Thankyou so much for reading!


----------



## Octavia (Aug 1, 2011)

Cocoaone, welcome to the forum! I was unable to see the picture you posted, but here are my thoughts...

If your cholesterol is indeed the equivalent of 278 here in the U.S., that is very high. Very high. And you are young...your cholesterol should never be that high, and especially at your age.

Here are a couple of links about cholesterol:

U.S. - http://www.webmd.com/cholesterol-management/guide/understanding-numbers

U.K. - http://www.netdoctor.co.uk/diseases/facts/hypercholesterolaemia.htm

There is a connection between hypothyroid and cholesterol: http://thyroid.about.com/cs/symptomsproblems/a/cholesterol.htm

So, with this information, combined with your other hypo-like symptoms, combined with the possible suspicious lymph nodes, I'd say you have something that needs to be followed up on.
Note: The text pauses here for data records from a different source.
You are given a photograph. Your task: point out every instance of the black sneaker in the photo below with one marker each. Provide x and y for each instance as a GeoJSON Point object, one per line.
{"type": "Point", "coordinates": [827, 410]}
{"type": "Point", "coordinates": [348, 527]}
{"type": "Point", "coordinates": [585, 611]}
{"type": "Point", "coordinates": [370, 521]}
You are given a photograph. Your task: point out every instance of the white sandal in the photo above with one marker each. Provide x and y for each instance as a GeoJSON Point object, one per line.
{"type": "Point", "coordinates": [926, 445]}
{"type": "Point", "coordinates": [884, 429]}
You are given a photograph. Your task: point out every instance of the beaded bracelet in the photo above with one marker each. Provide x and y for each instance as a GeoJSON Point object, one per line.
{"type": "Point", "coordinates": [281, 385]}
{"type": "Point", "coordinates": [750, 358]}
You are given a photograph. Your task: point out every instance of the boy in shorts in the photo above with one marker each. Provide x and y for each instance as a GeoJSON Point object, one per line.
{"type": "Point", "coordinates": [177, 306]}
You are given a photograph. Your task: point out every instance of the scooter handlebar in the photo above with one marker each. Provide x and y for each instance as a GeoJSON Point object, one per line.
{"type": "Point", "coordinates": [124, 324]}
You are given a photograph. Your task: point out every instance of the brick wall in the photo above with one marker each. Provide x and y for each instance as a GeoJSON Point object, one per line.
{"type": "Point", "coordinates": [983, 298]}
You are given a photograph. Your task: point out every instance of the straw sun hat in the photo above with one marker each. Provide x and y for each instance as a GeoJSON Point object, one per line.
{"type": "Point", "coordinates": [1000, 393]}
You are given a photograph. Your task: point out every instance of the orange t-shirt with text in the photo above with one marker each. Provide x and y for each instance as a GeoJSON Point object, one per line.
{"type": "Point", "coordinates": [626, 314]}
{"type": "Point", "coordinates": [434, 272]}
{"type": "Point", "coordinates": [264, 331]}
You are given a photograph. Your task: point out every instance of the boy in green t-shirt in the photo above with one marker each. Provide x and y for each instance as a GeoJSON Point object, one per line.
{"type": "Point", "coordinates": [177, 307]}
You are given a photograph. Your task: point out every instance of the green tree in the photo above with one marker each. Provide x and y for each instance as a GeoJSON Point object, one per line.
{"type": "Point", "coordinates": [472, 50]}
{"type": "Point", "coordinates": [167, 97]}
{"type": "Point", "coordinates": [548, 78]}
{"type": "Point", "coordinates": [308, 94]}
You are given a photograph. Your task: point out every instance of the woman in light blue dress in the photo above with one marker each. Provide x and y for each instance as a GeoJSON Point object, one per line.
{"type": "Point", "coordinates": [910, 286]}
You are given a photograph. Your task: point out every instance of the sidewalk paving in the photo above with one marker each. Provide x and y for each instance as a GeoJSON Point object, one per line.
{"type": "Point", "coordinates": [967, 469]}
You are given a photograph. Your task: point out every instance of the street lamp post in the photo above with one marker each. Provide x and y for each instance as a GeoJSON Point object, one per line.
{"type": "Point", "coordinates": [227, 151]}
Even if it turns out that your thyroid is okay, you really need to get a handle on that cholesterol. Your doctor should be very concerned about this.

Just remember, don't go by the lab tests alone - you have a few different things that need to be figured into the mix here.

Please keep us posted.


----------



## Koof (Nov 9, 2011)

What are your numbers on the cholesterol test? I'm asking because if it is high because of "good" cholesterol numbers, it isn't a concern. In addition, I would read more about cholesterol. There are lots of websites proposing it isn't a problem, and they're not even quack websites. As far as I have read, there is no definitive link between high cholesterol and heart disease. Just like the faulty information that a low-fat diet is good for you (in fact, your diet should be about 20% fat) there is a lot of mis-information out there.


----------



## Andros (Aug 26, 2009)

Cocoaone said:


> Hi everyone, I'm after some advice and would be really greatful for any help. I'll try and keep it short!
> 
> About 6 weeks ago I noticed a lump on the back of my head, slightly to the right of the middle, just where my hairline is. Didn't hurt so I didn't think much about it.
> 
> ...


Your photo did not come through, alas!! Anyway, stand in front of a mirror, take a sip of water, tilt head back and swallow. See if you see any swelling on either side of where your thyroid is.

If you are having swollen lymph nodes in the occipital lymph nodes, it would be a good idea to adress that to your doctor.


----------



## Cocoaone (Nov 11, 2011)

Thankyou for replying x

I can't remember the exact numbers but my 'good' cholesterol is quite high and my 'bad' cholesterol is quite low which is why I'm not too worried. You're not allowed to take statins while breastfeeding (which I am) or preganant, and I'm not sure if we're finished with our family yet, another reason why I'm not keen on statins...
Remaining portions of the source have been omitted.